'Derin' şebeke

Bakırköy 1. Asliye Ceza Mahkemesi'nde 2 gün boyunca süren davayı tek bir basın mensubu bile izlemedi, tek bir haber dahi olmadı. Oysa ki, boyutu 1 milyar lirayı bulan bir kaçakçılık, "derin" ilişkiler ağı, rüşvet çarkları, ülkenin uğradığı ciddi ekonomik kayıp vardı. Odatv, kaçakçılık dosyasını açıyor.

 'Derin' şebeke
09 Aralık 2021 - 09:28

İstanbul İl Jandarma Komutanlığı 7 Ekim'de bir kaçakçılık şebekesine operasyon yaptı. Şebekenin makaron (filtreli sigara kağıdı) kaçakçılığı yaptığı ve milyarlarca liralık yasa dışı gelir elde ettiği iddia ediliyordu. Yurtdışına ihraç edilmek üzere makaron ürettikleri, düşük bir şekilde depozitolu olarak yurt dışına arz etmek, bandrolsüz veya sahte bandrolle makaronları ihracat malıymış gibi göstererek iç piyasaya sürmekle suçlanıyorlardı. Jandarma aylarca şebekenin izini sürmüş, telefon ve fiziki takipler yapmıştı. 

RÜŞVETE SUÇ ÜSTÜ

Operasyonda 18 kişi gözaltına alındı. Soruşturma genişletilip iddianameye dönüştüğünde ise 36 kişiye dava açıldı. 1 Kasım'da iddianame hazırlandı. 24 gün içinde dava açılmış, iddianame jet hızıyla hazırlanmıştı. Türkiye'de ender görülen bir hızla yargılama aşamasına geçilmişti. 

Ancak;

Soruşturma sırasında bir de rüşvete suçüstü yapıldı. Tutuklanan şüphelilerin tahliye edilmesi için iş insanı Atalay Demirbaş devreye girdi. Zanlıları tahliye ettirebileceğini ileri sürerek yakınlarından 40 bin Euro aldı. Jandarma rüşvet alışverişine suçüstü yaptı. Bir polis memuru tutuklandı, soruşturmayı yürüten savcı C.Ç'ye görevden el çektirildi. Jet hızıyla Erzurum'a atandı. Hakkında HSK soruşturma başlattı.  

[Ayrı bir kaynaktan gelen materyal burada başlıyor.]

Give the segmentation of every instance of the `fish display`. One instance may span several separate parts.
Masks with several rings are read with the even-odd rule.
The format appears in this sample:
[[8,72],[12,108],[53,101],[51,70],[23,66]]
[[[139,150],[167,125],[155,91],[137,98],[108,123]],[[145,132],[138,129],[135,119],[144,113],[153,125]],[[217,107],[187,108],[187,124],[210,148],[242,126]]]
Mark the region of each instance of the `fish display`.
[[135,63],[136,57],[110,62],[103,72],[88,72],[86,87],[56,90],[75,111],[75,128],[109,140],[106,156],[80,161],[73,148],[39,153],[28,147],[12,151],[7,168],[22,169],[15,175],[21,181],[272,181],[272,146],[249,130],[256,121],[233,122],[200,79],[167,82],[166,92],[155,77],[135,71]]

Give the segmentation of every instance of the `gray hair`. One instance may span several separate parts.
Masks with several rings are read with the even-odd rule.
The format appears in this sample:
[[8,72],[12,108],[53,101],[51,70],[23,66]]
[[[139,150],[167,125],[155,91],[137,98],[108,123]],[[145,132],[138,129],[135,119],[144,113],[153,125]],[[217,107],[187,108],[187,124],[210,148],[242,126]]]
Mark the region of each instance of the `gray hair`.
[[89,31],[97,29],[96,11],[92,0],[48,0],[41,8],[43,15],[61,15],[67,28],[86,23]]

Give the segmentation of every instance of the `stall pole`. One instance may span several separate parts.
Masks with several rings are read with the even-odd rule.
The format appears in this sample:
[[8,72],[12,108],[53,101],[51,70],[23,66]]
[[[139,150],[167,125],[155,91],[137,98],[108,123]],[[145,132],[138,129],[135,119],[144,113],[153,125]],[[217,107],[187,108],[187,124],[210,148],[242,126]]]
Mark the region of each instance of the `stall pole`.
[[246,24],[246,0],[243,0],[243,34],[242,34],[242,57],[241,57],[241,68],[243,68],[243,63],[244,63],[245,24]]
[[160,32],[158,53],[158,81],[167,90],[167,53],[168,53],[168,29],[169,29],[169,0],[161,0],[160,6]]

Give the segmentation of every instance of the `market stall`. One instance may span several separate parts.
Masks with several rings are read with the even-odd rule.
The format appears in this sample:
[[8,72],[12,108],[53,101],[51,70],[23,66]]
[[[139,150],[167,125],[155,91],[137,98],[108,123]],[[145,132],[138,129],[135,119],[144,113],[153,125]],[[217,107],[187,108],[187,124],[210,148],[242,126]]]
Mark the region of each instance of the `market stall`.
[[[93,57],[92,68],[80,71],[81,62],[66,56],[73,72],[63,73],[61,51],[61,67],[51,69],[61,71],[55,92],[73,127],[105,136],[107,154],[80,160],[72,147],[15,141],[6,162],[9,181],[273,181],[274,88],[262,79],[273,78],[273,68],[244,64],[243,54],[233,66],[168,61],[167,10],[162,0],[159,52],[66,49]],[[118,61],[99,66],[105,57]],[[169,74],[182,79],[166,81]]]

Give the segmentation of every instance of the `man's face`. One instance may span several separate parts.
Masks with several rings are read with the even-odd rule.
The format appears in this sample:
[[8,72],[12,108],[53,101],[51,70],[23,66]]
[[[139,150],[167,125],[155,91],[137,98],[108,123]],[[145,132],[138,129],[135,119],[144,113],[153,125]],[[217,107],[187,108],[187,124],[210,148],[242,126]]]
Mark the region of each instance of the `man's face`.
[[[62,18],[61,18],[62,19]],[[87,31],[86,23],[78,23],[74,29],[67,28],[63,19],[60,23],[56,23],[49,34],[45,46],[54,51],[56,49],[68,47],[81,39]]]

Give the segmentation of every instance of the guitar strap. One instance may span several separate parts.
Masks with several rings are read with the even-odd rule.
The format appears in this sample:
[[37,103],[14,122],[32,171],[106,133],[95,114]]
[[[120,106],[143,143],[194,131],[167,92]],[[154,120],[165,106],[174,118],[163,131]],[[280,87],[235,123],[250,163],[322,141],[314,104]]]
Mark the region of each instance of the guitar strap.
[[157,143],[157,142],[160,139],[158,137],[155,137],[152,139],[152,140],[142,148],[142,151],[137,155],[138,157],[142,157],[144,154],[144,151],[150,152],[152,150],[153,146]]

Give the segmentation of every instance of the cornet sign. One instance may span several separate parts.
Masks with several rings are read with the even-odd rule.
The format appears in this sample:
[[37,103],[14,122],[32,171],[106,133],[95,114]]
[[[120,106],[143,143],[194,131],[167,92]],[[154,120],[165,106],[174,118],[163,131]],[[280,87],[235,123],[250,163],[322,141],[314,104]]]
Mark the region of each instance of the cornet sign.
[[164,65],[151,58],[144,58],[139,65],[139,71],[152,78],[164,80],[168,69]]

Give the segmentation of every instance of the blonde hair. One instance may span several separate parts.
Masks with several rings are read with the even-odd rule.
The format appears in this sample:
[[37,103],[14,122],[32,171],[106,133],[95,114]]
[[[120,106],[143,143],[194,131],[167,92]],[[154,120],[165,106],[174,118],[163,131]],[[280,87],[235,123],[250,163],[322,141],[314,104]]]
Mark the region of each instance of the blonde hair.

LONDRA, ÇİN VE KIBRIS'A AKAN MİLYONLAR!

Her şey, grubun faaliyetlerini çok iyi bilen ve “içeriden” olduğu anlaşılan ihbarcının Jandarmaya gönderdiği şu mektup ile başladı: 

“Türkiye’deki kaçak sigaraların makaron üretimi işinin yüzde 95’lik kısmı bu gruba aittir. 24 saat kesintisiz üretim yapmaktadırlar. Kaçak makinelerin toplam değeri 21 milyon Euro’dan fazladır. 2019 yılı ciroları 870 milyon TL; hammadde maliyetleri ise 240 Milyon TL civarıdır. 3 ayrı bölgede kaçak üretim tesisleri vardır. Grubun tüm satış işine ve piyasadan para toplama kısmına; Adıyamanlı Abdullah Turgut bakmaktadır. Büyüklük sırasına göre üretim yerleri; 1. Kartal Bölgesi 2. Çerkezköy Bölgesi 3. İzmir bölgeleridir. Jandarma ve Emniyet'te içeride adamları vardır ve bunlara düzenli olarak aylık hatırı sayılır miktarda ödemeler yapılmaktadır. Grubun başında Selahattin Gündüz isimli şahıs vardır. Bu şahıs Çin’de elektronik fabrikalarının olduğunu, cep telefonu işini yaptığını lanse ederek kendini bir fabrikatör olarak tanıtmaktadır. Eşi ise bir Çin vatandaşıdır. Makaron ticaretindin gelen yüklü miktardaki nakitleri Kapalıçarşı’da dövizciler vasıtası ile Londra, Çin, Kıbrıs’a yollamaktadır. Ufak bir kısmın da Mardin’e yollamaktadır. Selahattin Gündüz bu makaron işinin kurucusu ve 1 numaralı patronudur.”

SİYASİ BASKI İDDİASI

Gerçekten de, ihbarda adı geçen Selahattin Gündüz örgütün bir numarası olarak iddianamede yer aldı. Malatyalı...

Kendi ifadesine göre 2013’ten beri Kapalıçarşı’da kuyumcuydu. Eşi Çinli. Adı Yan Yang.

Çinli eşi ile birlikte cep telefonu markası XİOMİ’nin Türkiye distribütörlüğüydü. Jandarmada verdiği ifadesinde bu işten çok iyi para kazandığını söyledi. İhbarcının iddiasına göre üst düzey emniyet ve yargı mensuplarıyla da bağlantılıydı.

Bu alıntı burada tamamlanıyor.